Instead, by the night of Feb. 9, 2010, the others began harassing Daugherty, a woman described by her family as having the mental capacity of a young teen.
"Although she was a young woman, in many ways she was still a child," Peck said. "She didn't understand the concept of who do you trust and who you couldn't trust."
While Daugherty took a shower, the apartment residents stole $8 from her purse — which Peck said was her bus fare for the 12-mile trip back to Mount Pleasant — and a gift card. The suspects spilled makeup and mouthwash in the purse and when Daugherty found out and asked why they did it, "the harassment became more significant," Peck said.
She was punched in the face, kicked and hit with a bar from a towel rack, Peck said.
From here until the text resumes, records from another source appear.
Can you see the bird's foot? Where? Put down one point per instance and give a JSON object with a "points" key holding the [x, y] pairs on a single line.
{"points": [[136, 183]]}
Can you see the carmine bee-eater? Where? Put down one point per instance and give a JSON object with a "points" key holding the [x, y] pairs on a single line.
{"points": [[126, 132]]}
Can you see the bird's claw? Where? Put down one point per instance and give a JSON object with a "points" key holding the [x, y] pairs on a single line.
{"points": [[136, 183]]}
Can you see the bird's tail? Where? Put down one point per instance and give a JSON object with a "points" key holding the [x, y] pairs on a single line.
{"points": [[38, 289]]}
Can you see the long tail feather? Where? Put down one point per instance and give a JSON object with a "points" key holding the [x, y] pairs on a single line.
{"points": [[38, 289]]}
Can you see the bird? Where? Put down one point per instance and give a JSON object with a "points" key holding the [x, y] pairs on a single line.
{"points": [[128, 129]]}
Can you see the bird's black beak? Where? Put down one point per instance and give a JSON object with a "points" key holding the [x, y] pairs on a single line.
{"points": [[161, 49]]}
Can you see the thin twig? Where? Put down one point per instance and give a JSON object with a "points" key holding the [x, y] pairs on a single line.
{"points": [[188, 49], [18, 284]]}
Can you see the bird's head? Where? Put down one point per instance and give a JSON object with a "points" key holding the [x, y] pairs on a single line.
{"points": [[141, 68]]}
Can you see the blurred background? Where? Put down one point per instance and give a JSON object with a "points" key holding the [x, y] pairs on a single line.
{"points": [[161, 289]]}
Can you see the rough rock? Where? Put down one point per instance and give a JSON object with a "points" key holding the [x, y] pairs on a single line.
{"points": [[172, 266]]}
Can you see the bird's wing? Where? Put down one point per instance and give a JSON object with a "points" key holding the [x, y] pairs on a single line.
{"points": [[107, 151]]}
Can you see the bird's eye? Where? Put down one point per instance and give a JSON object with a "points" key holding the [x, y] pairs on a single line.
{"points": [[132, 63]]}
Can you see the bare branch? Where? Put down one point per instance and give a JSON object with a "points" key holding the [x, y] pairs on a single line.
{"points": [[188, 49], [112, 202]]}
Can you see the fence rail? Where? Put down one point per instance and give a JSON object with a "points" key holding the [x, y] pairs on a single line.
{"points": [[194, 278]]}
At some point her hands were tied with Christmas lights and her feet tied with tinsel garland, Peck said.
Apparently realizing the situation had escalated, the suspects voted for the first time to kill Daugherty and proceeded to force feed her human waste and laundry bleach, Peck said. When Daugherty got sick and vomited, they took another death vote, he said.
Peck said Daugherty was then forced to write a "suicide" note. Smyrnes then gave a knife to Melvin Knight, 21, and told him to kill Daugherty saying, "I can't do it. You have to do it," Peck said.
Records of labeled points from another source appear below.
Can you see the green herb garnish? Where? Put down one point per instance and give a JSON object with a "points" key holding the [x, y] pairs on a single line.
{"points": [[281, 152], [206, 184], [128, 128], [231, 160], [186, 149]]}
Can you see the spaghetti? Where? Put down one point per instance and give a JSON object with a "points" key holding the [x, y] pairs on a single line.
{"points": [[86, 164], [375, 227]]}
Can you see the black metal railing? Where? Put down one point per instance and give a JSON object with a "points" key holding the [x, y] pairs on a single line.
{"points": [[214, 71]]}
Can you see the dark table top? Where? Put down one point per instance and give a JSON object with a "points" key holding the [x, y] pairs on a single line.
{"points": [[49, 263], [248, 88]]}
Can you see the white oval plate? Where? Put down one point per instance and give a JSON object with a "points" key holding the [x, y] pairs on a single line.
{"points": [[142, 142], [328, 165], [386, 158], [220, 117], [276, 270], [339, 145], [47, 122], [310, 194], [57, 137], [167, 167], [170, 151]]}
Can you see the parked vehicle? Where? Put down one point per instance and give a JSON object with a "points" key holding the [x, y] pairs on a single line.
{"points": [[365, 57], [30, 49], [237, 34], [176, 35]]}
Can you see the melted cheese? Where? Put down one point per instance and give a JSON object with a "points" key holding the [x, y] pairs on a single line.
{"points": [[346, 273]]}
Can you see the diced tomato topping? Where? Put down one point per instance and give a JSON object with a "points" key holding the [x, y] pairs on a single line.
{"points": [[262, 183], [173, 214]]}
Peck intends to pursue the death penalty against Smyrnes, Knight, and Knight's girlfriend, Amber Meidinger, 21. He doesn't intend to seek the death penalty against the two other defendants — Peggy Miller, 28, and Robert Masters, 36.
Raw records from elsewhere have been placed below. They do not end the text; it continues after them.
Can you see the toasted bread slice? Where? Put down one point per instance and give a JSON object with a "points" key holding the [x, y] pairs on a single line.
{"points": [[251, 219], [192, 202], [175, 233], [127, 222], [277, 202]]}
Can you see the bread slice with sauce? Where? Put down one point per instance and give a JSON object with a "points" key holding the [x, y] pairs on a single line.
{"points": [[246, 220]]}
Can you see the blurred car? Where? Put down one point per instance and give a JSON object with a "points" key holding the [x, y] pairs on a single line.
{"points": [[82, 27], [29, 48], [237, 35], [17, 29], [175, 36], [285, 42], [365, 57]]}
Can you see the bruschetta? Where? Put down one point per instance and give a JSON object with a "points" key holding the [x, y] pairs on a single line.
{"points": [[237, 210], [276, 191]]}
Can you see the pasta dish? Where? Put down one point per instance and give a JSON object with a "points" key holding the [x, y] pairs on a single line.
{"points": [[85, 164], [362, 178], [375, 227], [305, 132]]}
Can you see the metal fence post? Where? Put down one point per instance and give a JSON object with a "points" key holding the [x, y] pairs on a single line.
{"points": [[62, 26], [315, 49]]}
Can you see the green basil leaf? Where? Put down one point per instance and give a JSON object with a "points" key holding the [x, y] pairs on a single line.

Peck can't pursue the death penalty against Marinucci, because she was a juvenile at the time of the crime. Her age was the cornerstone of her attorney's opening statement.
Attorney Michael DeMatt told the jury Smyrnes was the driving force for the killing. "You're gonna heart evidence that doesn't fit ... the Commonwealth's theory" that Marinucci was jealous of Daugherty and wanted her dead, he said.
Instead, DeMatt painted Smyrnes — a small-time criminal with a history of violence — as a "flirt" who approached all the women at the apartment at one time or another and who wanted Daugherty dead so he could focus on Marinucci.
He said Masters told police he didn't know how to stop the torture killing.
"How can you ask a 17-year-old high school student to step up and stop this violence from occurring?" DeMatt asked. He said the prosecution wants the jury to believe "this 17-year-old managed to convince five others, adults, to perform the ultimate act — taking another person's life."
Testimony opened Monday with a woman who saw two men dragging a plastic trash can along the road near where Peck said Smyrnes and Knight dumped Daugherty's body.